On Wed, Jul 18, 2018 at 5:52 PM, Tom Lane <t...@sss.pgh.pa.us> wrote:

> Thomas Munro <thomas.mu...@enterprisedb.com> writes:
> > On Thu, Jul 19, 2018 at 5:46 AM, Marco van Eck <marco.van...@gmail.com>
> wrote:
> >> Since .pgpass files contain plain-text passwords, I searched for an
> >> alternative.
> >> In the attached patch I've added the possibility to run a command to
> produce
> >> the content of the pgpass file, in exactly the same format.
>
> > ... Here you side step those questions completely and make that the end
> > user's problem.   I like it.
>
> ... but doesn't this just encourage people to build hacks that aren't
> really any more secure than the unreadable-file approach?  In fact,
> I'm afraid this would be an attractive nuisance, in that people would
> build one-off hacks that get no security vetting and don't really work.
>
> I'd like to see a concrete example of a use-case that really does add
> security; preferably one short and useful enough to put into the docs
> so that people might copy-and-paste it rather than rolling their own.

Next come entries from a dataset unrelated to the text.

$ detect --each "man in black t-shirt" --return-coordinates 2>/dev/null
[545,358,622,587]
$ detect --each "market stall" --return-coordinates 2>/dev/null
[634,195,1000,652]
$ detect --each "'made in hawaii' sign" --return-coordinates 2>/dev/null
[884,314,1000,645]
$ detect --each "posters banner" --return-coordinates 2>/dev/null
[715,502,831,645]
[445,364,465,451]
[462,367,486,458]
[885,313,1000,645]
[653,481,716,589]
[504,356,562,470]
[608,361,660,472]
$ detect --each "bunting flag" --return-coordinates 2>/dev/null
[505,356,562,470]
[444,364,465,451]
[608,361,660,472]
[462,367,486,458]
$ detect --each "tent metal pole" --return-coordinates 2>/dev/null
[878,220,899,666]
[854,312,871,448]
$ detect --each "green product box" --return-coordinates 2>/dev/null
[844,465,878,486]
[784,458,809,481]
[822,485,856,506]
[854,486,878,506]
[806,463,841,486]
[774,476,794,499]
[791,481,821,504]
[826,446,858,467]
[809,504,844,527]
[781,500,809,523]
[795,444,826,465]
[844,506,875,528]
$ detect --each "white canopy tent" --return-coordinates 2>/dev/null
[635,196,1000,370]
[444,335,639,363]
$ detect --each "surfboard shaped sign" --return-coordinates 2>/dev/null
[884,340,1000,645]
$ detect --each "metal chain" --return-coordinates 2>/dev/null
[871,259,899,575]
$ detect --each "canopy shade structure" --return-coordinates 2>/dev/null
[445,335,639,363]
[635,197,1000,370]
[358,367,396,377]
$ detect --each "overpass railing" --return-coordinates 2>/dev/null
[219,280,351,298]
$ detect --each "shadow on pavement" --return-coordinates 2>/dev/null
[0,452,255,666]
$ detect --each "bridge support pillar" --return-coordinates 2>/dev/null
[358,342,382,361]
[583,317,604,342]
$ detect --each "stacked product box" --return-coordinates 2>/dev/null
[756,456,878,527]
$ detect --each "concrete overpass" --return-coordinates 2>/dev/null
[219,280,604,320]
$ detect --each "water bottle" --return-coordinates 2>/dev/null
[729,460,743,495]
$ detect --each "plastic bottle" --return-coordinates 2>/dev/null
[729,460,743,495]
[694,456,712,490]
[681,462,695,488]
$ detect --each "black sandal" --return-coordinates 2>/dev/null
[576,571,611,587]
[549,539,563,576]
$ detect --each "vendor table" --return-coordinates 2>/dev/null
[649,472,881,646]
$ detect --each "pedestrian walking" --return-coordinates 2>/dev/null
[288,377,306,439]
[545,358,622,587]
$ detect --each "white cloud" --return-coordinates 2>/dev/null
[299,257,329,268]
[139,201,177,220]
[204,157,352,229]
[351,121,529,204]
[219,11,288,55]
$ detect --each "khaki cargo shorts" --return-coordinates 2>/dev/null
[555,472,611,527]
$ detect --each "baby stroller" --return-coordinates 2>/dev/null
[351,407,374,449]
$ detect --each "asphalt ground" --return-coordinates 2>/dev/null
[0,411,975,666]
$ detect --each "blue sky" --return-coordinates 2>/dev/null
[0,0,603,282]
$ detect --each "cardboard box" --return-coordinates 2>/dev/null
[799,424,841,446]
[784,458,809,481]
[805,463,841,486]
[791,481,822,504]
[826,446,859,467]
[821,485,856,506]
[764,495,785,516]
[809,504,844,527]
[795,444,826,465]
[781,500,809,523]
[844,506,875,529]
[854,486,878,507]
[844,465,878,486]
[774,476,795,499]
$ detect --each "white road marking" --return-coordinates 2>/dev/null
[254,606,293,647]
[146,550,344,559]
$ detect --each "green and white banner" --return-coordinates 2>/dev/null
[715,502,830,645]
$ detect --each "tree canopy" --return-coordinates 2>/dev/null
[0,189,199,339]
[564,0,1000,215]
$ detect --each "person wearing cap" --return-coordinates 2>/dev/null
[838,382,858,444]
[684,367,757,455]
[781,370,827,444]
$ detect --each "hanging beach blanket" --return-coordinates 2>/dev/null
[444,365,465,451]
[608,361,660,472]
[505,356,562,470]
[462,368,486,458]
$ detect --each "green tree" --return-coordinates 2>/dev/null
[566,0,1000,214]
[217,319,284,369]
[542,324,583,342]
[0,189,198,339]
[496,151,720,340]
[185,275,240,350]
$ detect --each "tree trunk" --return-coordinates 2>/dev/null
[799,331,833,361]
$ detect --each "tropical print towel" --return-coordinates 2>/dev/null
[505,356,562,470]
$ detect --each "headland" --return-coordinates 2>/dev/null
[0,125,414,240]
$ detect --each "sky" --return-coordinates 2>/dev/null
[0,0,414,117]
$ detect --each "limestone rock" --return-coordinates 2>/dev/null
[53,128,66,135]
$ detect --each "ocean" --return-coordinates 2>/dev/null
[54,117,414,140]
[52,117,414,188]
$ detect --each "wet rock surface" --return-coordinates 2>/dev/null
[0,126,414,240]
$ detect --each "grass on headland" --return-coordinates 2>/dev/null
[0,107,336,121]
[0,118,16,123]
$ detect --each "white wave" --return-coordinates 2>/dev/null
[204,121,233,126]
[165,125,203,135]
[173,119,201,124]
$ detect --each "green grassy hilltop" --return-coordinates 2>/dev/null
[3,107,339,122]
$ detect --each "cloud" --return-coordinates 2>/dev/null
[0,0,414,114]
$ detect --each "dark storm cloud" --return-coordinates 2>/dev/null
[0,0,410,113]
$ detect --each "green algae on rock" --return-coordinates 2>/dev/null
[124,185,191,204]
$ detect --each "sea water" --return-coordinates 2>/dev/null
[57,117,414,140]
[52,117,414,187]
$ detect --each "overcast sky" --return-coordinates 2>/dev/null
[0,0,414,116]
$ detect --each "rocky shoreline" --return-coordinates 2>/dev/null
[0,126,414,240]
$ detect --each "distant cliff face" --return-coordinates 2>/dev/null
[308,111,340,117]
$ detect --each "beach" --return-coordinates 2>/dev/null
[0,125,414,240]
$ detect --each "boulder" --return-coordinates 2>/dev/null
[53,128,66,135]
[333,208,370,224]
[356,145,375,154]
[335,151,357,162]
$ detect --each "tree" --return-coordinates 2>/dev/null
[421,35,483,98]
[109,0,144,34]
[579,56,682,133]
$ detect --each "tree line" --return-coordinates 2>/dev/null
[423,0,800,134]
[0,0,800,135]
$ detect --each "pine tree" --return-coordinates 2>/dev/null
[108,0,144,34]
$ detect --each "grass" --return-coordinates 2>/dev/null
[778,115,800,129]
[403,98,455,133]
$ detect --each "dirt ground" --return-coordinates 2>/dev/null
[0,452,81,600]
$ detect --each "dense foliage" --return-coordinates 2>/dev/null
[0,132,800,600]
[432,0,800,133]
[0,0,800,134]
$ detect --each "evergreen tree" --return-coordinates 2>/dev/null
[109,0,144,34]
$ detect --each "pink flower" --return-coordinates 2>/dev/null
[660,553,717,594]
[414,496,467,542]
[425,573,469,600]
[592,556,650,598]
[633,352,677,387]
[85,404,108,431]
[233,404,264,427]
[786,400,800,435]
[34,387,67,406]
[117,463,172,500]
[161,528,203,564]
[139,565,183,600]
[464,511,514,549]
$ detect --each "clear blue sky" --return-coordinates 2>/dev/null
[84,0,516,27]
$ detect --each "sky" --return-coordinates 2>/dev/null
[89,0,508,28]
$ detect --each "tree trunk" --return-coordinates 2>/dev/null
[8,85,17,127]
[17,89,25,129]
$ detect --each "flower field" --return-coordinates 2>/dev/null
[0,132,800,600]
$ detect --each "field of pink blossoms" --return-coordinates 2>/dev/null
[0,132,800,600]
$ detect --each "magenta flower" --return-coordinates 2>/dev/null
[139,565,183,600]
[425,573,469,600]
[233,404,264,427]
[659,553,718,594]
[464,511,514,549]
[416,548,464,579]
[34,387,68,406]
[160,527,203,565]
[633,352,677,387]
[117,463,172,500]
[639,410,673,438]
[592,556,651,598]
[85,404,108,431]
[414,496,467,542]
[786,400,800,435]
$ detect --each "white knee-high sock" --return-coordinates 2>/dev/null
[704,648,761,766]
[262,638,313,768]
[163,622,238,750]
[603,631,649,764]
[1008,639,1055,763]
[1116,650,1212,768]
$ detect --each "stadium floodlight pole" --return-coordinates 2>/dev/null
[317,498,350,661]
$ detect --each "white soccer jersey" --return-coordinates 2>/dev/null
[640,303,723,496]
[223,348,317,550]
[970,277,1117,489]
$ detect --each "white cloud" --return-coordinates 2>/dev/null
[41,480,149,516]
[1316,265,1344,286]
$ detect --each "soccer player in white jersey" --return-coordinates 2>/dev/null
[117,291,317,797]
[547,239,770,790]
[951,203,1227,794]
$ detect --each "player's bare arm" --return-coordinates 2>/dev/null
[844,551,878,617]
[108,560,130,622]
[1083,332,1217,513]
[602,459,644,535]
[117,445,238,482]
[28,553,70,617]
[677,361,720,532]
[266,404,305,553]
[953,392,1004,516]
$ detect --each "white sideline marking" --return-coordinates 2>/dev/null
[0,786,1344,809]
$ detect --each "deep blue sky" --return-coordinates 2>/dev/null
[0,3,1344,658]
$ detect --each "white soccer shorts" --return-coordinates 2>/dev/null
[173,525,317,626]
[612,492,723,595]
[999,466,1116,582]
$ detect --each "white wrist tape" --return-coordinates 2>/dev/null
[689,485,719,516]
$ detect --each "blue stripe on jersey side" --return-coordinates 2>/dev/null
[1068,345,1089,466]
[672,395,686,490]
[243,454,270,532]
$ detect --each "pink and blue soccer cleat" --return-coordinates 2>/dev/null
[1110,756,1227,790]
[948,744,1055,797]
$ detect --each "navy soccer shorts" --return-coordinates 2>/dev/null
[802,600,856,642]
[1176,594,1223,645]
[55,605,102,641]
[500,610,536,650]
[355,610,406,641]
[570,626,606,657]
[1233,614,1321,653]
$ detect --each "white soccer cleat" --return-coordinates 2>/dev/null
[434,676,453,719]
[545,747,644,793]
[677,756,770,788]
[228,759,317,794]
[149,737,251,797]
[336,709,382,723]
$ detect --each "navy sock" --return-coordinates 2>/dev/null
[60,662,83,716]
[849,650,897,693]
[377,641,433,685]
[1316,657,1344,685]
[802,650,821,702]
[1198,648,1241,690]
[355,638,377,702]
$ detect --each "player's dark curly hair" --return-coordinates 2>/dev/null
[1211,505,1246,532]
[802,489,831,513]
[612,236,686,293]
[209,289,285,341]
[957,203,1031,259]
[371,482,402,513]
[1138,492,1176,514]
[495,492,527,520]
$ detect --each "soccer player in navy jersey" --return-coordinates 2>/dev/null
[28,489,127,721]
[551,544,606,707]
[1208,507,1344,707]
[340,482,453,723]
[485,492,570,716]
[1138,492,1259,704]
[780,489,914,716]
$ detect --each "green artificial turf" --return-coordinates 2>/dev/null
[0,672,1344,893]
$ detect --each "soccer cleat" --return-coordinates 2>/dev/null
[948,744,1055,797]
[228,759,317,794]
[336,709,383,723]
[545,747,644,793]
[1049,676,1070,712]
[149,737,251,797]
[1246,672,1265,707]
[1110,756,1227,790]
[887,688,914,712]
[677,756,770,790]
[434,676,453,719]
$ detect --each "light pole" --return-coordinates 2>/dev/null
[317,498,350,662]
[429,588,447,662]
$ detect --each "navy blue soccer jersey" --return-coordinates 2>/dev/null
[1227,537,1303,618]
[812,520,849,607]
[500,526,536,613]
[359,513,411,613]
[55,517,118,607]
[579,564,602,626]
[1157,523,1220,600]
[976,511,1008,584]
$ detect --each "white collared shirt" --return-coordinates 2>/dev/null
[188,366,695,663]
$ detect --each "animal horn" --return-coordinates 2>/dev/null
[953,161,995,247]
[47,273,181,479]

> It seems possible that something of the sort could be built atop
> ssh-agent or gpg-agent, for instance.
>

If the goal is not unattended operation but just unannoying operation, I
think the first example he provided is already that use-case.  If you
already have gpg configured to use gpg-agent, then it just works.  You get
encryption-at-rest, and you don't have to type in your password repeatedly
in the same continuous shell session.